[llvm] r247254 - [ARM] Do not use vtrn for vectorshuffle if the order is reversed

Thu Sep 10 01:42:29 PDT 2015

Author: jamesm
Date: Thu Sep 10 03:42:28 2015
New Revision: 247254

URL: http://llvm.org/viewvc/llvm-project?rev=247254&view=rev
Log:
[ARM] Do not use vtrn for vectorshuffle if the order is reversed

The tests in isVTRNMask and isVTRN_v_undef_Mask should also check that the elements of the upper and lower half of the vectorshuffle occur in the correct order when both halves are used.
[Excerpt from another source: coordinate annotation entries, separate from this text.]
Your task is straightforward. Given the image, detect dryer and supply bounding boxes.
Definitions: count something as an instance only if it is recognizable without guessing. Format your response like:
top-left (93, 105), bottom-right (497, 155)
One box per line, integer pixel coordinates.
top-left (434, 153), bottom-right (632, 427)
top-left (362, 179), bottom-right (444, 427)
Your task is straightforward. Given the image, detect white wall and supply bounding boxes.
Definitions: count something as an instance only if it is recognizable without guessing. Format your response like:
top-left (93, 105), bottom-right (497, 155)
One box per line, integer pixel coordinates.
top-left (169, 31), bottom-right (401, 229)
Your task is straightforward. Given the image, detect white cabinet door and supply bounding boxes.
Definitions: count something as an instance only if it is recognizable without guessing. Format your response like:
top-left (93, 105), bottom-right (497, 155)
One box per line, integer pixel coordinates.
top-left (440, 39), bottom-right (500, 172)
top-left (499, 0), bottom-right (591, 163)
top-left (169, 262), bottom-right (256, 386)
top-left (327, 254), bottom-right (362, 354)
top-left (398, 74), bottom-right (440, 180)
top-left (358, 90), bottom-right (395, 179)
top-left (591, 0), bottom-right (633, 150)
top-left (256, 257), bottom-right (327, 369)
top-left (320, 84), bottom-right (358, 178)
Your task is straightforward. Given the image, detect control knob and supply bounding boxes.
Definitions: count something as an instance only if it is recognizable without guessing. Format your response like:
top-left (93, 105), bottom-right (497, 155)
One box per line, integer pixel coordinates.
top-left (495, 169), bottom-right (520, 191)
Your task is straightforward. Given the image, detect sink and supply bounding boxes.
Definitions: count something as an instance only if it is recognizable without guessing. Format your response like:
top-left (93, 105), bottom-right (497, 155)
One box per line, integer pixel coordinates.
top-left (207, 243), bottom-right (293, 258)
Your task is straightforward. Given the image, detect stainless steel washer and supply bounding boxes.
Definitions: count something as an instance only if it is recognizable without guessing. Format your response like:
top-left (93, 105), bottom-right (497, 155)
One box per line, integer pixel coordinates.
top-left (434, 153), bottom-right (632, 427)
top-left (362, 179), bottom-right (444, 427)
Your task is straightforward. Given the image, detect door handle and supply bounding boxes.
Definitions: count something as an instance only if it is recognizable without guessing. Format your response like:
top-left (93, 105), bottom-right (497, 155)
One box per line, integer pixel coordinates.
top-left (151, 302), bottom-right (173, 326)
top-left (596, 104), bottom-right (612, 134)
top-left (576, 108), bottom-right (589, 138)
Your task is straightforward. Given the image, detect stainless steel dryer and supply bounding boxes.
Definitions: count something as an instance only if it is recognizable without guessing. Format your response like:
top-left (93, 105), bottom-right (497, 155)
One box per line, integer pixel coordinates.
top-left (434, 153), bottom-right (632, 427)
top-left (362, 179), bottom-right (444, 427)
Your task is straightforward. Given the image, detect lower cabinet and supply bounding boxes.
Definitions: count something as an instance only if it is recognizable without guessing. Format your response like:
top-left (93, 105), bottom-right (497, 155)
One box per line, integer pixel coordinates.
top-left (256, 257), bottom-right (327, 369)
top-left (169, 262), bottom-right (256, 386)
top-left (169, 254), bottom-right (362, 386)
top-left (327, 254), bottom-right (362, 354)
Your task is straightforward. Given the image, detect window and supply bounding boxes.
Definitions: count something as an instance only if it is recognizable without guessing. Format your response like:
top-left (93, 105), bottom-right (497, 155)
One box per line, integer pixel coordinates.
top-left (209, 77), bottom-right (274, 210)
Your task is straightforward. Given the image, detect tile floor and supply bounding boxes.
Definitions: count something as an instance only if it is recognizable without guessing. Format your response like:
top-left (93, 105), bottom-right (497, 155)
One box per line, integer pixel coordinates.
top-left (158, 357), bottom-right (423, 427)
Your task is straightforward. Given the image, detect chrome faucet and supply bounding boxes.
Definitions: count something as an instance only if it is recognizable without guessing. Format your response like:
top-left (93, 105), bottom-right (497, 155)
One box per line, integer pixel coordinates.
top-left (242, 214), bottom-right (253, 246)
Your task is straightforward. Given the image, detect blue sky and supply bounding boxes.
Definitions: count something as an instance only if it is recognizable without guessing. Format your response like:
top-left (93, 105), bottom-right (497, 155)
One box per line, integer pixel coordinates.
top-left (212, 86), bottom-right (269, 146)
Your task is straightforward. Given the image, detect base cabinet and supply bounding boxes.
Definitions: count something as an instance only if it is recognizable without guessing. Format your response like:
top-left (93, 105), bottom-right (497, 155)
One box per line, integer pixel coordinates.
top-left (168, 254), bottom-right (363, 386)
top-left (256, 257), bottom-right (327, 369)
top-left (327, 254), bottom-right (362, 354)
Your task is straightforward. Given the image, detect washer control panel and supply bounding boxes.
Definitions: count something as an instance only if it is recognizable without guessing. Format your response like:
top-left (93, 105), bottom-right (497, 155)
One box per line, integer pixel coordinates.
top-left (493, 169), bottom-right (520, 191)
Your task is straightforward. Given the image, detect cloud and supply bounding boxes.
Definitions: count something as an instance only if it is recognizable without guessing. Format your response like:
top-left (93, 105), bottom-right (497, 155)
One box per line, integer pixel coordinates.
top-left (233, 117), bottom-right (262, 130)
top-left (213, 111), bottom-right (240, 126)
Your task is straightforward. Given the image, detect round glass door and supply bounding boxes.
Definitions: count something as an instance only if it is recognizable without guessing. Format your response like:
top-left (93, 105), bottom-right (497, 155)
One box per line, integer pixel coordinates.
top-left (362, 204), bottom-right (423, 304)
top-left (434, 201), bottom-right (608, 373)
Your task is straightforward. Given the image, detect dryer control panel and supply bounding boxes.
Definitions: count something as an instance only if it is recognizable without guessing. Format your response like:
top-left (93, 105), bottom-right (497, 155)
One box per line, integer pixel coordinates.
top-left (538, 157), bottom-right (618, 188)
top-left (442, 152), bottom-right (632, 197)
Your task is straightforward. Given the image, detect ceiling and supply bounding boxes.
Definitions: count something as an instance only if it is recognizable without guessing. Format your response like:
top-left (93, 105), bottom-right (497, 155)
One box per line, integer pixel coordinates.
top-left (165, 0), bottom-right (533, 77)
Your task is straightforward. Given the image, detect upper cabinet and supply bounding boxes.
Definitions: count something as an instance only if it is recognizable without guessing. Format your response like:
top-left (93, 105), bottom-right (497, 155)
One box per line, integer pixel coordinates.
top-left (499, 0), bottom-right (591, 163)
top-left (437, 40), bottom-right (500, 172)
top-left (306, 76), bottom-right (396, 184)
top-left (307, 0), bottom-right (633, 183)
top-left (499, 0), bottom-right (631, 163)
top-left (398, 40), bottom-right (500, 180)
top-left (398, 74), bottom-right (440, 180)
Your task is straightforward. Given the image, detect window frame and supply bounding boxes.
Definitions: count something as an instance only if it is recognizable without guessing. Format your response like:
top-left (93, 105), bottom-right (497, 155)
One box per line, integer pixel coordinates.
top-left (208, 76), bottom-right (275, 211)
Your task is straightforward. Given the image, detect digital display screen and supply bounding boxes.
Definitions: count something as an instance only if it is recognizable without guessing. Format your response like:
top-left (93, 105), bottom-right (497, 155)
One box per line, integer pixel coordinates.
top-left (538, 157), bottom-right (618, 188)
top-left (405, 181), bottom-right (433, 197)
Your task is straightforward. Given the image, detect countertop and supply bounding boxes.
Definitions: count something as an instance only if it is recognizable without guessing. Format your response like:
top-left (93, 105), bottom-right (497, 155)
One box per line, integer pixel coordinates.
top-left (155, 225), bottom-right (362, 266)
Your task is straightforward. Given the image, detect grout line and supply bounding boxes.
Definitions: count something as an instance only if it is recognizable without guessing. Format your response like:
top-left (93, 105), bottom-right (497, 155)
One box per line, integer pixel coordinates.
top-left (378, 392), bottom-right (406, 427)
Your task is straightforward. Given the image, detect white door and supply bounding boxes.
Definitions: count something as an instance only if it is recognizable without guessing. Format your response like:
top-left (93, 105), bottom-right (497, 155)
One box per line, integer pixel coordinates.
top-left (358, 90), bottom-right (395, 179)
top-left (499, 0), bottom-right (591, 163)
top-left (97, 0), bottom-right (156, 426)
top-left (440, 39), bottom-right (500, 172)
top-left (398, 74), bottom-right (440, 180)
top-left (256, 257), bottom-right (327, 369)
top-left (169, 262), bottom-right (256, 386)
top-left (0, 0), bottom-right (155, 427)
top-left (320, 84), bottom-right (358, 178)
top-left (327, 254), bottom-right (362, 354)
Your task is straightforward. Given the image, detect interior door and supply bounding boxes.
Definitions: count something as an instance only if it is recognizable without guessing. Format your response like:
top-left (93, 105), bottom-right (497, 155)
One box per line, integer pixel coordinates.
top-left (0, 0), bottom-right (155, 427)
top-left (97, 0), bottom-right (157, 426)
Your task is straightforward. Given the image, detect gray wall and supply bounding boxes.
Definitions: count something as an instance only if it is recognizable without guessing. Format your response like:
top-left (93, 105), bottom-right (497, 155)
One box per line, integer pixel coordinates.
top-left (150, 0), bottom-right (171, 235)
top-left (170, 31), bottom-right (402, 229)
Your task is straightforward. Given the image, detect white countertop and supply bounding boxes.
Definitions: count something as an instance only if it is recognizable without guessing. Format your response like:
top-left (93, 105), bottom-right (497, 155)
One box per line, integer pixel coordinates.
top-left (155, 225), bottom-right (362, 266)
Without this test the code assumes that it is correct to use vector transpose (vtrn) for the masks <1, 1, 0, 0> and <1, 3, 0, 2>, among others, but the transpose actually incorrectly generates shuffles for <0, 0, 1, 1> and <0, 2, 1, 3> in this case.

Patch by Jeroen Ketema!

Modified:
    llvm/trunk/lib/Target/ARM/ARMISelLowering.cpp
    llvm/trunk/test/CodeGen/ARM/vtrn.ll
    llvm/trunk/test/CodeGen/ARM/vuzp.ll
    llvm/trunk/test/CodeGen/ARM/vzip.ll

Modified: llvm/trunk/lib/Target/ARM/ARMISelLowering.cpp
URL: http://llvm.org/viewvc/llvm-project/llvm/trunk/lib/Target/ARM/ARMISelLowering.cpp?rev=247254&r1=247253&r2=247254&view=diff
==============================================================================

--- llvm/trunk/lib/Target/ARM/ARMISelLowering.cpp (original)
+++ llvm/trunk/lib/Target/ARM/ARMISelLowering.cpp Thu Sep 10 03:42:28 2015
@@ -5050,10 +5050,16 @@ static bool isVTRNMask(ArrayRef<int> M,
   if (M.size() != NumElts && M.size() != NumElts*2)
     return false;
 
-  // If the mask is twice as long as the result then we need to check the upper
-  // and lower parts of the mask
+  // If the mask is twice as long as the input vector then we need to check the
+  // upper and lower parts of the mask with a matching value for WhichResult
+  // FIXME: A mask with only even values will be rejected in case the first
+  // element is undefined, e.g. [-1, 4, 2, 6] will be rejected, because only
+  // M[0] is used to determine WhichResult
   for (unsigned i = 0; i < M.size(); i += NumElts) {
-    WhichResult = M[i] == 0 ? 0 : 1;
+    if (M.size() == NumElts * 2)
+      WhichResult = i / NumElts;
+    else
+      WhichResult = M[i] == 0 ? 0 : 1;
     for (unsigned j = 0; j < NumElts; j += 2) {
       if ((M[i+j] >= 0 && (unsigned) M[i+j] != j + WhichResult) ||
           (M[i+j+1] >= 0 && (unsigned) M[i+j+1] != j + NumElts + WhichResult))
@@ -5080,7 +5086,10 @@ static bool isVTRN_v_undef_Mask(ArrayRef
     return false;
 
   for (unsigned i = 0; i < M.size(); i += NumElts) {
-    WhichResult = M[i] == 0 ? 0 : 1;
+    if (M.size() == NumElts * 2)
+      WhichResult = i / NumElts;
+    else
+      WhichResult = M[i] == 0 ? 0 : 1;
     for (unsigned j = 0; j < NumElts; j += 2) {
       if ((M[i+j] >= 0 && (unsigned) M[i+j] != j + WhichResult) ||
           (M[i+j+1] >= 0 && (unsigned) M[i+j+1] != j + WhichResult))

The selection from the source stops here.